You want to be the type of leader that employees are willing to go the extra mile for. A leader that inspires and nurtures your team and gives them the confidence in performing. You want to be their leader that offers guidance and motivation while showing integrity and modeling the behaviors you want to see in your organization. You want to be more than a boss. You want to be a leader.

So, what’s the difference between a good boss and a bad boss?

Remember your favorite teacher? Most people remember a favorite teacher as a gentle elementary school teacher greeting you with morning smiles showing patience in abundance to help tie shoelaces or offer a constant supply of tissues to wipe runny noses.

For you, maybe a high school teacher who nurtured a love for classic literature. Or a math teacher who made numbers and formulas fun and introduced you to the Pythagorean Theorem.

Maybe later in a university where your unconventional professor challenged you to open your mind and demand more of yourself. Or perhaps a young professor who joined you and your friends at the campus pub rather than spend their Saturday night grading papers.

Many of us have had one or more than one teacher we will never forget. Of course, we all have a teacher or professor who stands out for all wrong reasons too. Those who were too strict, demanding, unfair, unavailable…etc. And chances are we have all had, at some point in our working careers, that one boss who stands out as a horrible boss.

Can you remember a terrible boss? Perhaps they were a poor communicator and an even worse listener. Or an unapologetic narcissist and thought of no one but themselves. Or managed staff through intimidation, bullying tactics, or by general fear and scaremongering. It has been said that employees do not leave good jobs, they leave bad managers. Or people do not leave bad companies, they leave bad managers.

Bad managers often make several common mistakes that cause loyal, dedicated staff to leave. A good boss will avoid these mistakes or risk sabotaging staff retention:

12 Behaviors of a bad boss and the consequences of those behaviors...

Are unreachable: Employees need input from managers from time to time. Staff who cannot count on a timely reply to emails and voicemails may be frustrated and seek greener pastures.

Micromanage: This shows staff that you do not believe they can make good decisions on their own. This is demeaning to employees who want to prove they can shine.

Shirk responsibility: Everyone wants a leader who leads, not someone who just occupies the corner office.

Waste others’ time: It causes frustration among employees.

Are disrespectful: People want to work for someone who makes them feel valued, appreciated and treats them like they are an integral part of the team.

Does not give feedback: How does a staff member know they are being effective if they are not told? Recognition for a job well done is also essential for staff retention.

Picks favorites: This is a sure-fire way to make other employees feel unsatisfied and like the playing field is stacked against them.

Ignores toxicity: When the boss ignores the difficult team members and the problems they cause, top performers may get frustrated. That leads to unhappiness on the job and is a big reason why good employees leave.

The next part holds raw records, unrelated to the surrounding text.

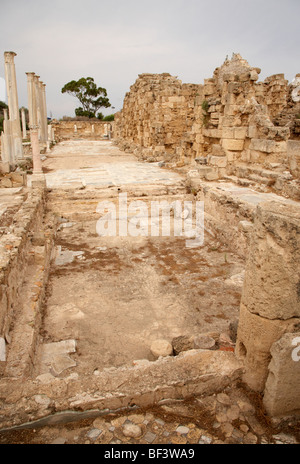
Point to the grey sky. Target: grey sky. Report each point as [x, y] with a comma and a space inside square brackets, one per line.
[114, 41]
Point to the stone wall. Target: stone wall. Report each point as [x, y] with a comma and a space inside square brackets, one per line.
[72, 129]
[231, 126]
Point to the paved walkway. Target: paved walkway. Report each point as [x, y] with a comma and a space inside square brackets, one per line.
[233, 416]
[100, 164]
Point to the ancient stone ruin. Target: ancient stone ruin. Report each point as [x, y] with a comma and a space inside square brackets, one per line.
[92, 324]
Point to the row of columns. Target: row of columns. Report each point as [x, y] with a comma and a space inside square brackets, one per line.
[11, 137]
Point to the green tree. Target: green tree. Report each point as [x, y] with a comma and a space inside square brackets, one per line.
[91, 97]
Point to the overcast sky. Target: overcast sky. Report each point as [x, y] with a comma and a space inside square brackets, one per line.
[114, 41]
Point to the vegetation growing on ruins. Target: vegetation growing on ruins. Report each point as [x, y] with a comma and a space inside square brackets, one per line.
[91, 97]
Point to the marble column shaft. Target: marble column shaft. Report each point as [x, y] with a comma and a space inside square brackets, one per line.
[13, 105]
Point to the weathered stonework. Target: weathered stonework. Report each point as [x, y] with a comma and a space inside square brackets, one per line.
[234, 125]
[72, 129]
[270, 304]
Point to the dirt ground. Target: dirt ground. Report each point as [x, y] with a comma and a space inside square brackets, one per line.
[116, 295]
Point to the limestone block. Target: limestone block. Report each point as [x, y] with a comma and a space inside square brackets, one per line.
[240, 133]
[281, 395]
[161, 348]
[255, 337]
[219, 161]
[272, 282]
[228, 133]
[233, 144]
[268, 146]
[212, 175]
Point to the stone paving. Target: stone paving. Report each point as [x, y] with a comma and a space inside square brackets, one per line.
[234, 416]
[100, 164]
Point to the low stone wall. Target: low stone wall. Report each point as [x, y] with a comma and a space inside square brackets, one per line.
[190, 373]
[270, 305]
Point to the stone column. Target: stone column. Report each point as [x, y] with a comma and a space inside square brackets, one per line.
[31, 99]
[32, 90]
[45, 119]
[270, 305]
[35, 146]
[23, 117]
[38, 104]
[13, 105]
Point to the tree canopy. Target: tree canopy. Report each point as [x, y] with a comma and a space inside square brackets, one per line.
[91, 97]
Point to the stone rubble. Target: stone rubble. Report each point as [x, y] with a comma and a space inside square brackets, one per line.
[229, 417]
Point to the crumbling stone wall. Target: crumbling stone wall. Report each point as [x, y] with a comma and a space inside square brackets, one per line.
[72, 129]
[158, 117]
[270, 305]
[232, 125]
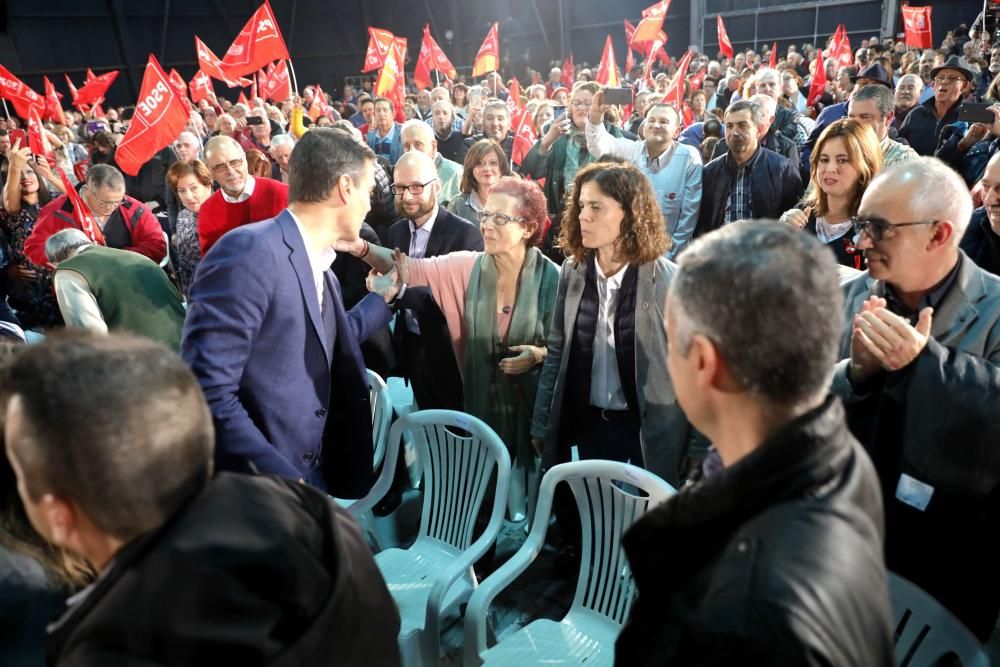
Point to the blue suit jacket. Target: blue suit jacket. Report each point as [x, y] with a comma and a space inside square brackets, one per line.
[287, 391]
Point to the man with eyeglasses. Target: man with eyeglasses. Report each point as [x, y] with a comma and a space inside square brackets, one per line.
[673, 168]
[920, 376]
[423, 344]
[924, 124]
[121, 221]
[241, 198]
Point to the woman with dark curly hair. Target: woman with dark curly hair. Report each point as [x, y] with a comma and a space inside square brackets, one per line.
[498, 305]
[604, 387]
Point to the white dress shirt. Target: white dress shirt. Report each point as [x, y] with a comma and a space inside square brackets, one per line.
[246, 194]
[419, 236]
[319, 262]
[605, 383]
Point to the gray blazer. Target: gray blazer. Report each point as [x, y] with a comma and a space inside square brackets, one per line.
[665, 429]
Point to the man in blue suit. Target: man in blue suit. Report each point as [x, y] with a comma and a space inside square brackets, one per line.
[268, 338]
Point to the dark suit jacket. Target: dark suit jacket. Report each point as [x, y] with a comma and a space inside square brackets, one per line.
[449, 234]
[272, 368]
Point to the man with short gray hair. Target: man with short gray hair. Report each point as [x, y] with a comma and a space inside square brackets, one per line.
[281, 152]
[241, 198]
[418, 136]
[111, 444]
[752, 319]
[749, 181]
[920, 376]
[873, 106]
[106, 289]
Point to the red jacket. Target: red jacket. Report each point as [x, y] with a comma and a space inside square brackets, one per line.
[146, 233]
[217, 216]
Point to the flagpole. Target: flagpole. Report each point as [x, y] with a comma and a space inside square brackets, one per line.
[295, 83]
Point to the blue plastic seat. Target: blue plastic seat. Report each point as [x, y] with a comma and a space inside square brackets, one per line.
[925, 631]
[458, 454]
[608, 502]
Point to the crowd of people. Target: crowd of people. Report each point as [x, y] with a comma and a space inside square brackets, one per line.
[788, 312]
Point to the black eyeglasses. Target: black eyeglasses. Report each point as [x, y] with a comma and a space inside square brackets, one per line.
[879, 229]
[413, 188]
[499, 219]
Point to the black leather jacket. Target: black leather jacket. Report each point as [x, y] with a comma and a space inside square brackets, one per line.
[774, 560]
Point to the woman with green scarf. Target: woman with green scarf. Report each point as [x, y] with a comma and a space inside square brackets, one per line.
[560, 153]
[498, 305]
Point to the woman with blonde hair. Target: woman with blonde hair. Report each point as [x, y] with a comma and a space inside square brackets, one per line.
[846, 158]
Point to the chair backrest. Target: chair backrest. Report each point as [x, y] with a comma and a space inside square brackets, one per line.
[457, 454]
[378, 395]
[925, 631]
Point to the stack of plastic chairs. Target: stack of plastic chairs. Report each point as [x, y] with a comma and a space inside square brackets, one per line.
[606, 497]
[458, 455]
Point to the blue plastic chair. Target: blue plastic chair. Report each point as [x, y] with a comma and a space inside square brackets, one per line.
[925, 631]
[434, 575]
[604, 492]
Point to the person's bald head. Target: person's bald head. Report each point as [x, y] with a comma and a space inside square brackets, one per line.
[416, 186]
[418, 136]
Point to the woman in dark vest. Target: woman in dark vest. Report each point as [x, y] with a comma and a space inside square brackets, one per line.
[604, 387]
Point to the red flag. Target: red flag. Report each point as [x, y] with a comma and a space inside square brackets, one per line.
[569, 73]
[675, 90]
[514, 93]
[53, 107]
[201, 87]
[524, 136]
[82, 215]
[488, 58]
[258, 43]
[210, 64]
[607, 73]
[818, 84]
[277, 87]
[725, 46]
[431, 58]
[652, 22]
[379, 43]
[917, 24]
[841, 47]
[38, 143]
[177, 81]
[391, 83]
[696, 80]
[22, 97]
[159, 117]
[94, 89]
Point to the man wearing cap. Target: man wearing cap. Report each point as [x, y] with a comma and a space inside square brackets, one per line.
[923, 125]
[873, 75]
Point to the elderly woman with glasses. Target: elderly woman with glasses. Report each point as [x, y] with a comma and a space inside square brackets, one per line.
[498, 305]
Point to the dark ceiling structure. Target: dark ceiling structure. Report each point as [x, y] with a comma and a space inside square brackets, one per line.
[327, 38]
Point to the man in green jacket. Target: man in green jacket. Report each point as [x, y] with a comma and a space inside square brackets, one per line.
[105, 289]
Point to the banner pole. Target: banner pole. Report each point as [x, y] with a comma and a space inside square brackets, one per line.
[295, 83]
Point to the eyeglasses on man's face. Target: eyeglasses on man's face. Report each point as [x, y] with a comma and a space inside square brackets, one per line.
[498, 219]
[223, 167]
[879, 229]
[412, 188]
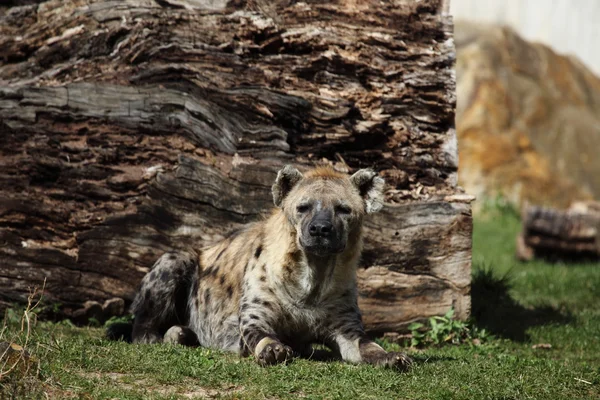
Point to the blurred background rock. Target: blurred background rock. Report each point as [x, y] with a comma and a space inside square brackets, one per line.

Breed negativity: Negativity is contagious. Managers who complain can expect the same from their employees. The tone is set at the top.

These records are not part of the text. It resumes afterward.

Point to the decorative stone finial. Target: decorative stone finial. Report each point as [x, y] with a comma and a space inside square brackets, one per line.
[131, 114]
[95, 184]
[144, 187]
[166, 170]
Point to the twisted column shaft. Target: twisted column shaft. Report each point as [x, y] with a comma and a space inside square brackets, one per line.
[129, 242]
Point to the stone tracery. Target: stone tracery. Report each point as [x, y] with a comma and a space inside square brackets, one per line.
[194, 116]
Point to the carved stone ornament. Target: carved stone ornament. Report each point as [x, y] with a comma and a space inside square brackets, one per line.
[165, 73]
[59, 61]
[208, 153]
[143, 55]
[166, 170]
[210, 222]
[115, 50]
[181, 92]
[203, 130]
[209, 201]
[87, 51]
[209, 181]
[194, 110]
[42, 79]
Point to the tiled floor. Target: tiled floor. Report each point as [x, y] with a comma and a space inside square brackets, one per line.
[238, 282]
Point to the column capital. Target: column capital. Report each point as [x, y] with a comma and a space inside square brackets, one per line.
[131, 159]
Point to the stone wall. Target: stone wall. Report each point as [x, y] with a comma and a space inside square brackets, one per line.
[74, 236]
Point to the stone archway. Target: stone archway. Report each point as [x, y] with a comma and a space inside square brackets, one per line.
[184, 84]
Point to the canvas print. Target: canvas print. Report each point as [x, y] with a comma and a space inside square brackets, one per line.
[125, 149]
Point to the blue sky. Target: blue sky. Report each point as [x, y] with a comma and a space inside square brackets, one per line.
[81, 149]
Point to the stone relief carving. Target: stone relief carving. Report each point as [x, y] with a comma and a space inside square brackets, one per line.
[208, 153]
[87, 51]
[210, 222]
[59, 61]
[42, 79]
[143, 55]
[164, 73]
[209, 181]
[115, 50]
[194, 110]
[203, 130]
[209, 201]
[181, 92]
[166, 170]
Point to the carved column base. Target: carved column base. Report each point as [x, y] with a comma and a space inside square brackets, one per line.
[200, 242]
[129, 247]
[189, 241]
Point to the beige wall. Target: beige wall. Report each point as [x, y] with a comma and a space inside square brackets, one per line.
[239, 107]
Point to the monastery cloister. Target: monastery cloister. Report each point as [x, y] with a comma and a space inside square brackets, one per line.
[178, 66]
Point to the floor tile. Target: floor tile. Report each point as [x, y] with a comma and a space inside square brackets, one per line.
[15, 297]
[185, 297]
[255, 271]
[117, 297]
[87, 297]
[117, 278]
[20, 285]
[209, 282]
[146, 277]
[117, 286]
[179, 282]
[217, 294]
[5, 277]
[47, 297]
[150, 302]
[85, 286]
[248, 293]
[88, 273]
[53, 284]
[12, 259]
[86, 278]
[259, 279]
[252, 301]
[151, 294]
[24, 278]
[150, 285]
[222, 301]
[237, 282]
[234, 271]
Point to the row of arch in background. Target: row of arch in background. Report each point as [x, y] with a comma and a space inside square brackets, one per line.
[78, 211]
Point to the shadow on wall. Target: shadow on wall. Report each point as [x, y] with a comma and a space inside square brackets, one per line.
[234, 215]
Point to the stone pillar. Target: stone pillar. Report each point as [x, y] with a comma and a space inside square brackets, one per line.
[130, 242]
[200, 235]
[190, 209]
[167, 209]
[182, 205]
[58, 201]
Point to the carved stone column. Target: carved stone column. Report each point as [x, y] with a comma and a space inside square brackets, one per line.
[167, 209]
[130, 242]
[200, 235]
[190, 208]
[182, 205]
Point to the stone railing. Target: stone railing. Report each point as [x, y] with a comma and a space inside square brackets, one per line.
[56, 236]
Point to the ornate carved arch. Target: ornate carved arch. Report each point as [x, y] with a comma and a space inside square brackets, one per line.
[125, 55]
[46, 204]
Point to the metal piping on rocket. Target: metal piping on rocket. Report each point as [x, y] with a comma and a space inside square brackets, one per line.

Keep employees from growing: Bosses who do not foster growth will see good employees leave because they often feel stifled and like they have hit a plateau. 

Cultivate an intimidating reputation: Temper and impatience are a bad combination in a manager. Employees should be able to come to their boss when they need support, see hurdles ahead, or worry that something is about to go wrong.

Take things personally: Bad bosses fail to move when things do not go as planned. They hold grudges and may let conflict fester. They refuse to take responsibility.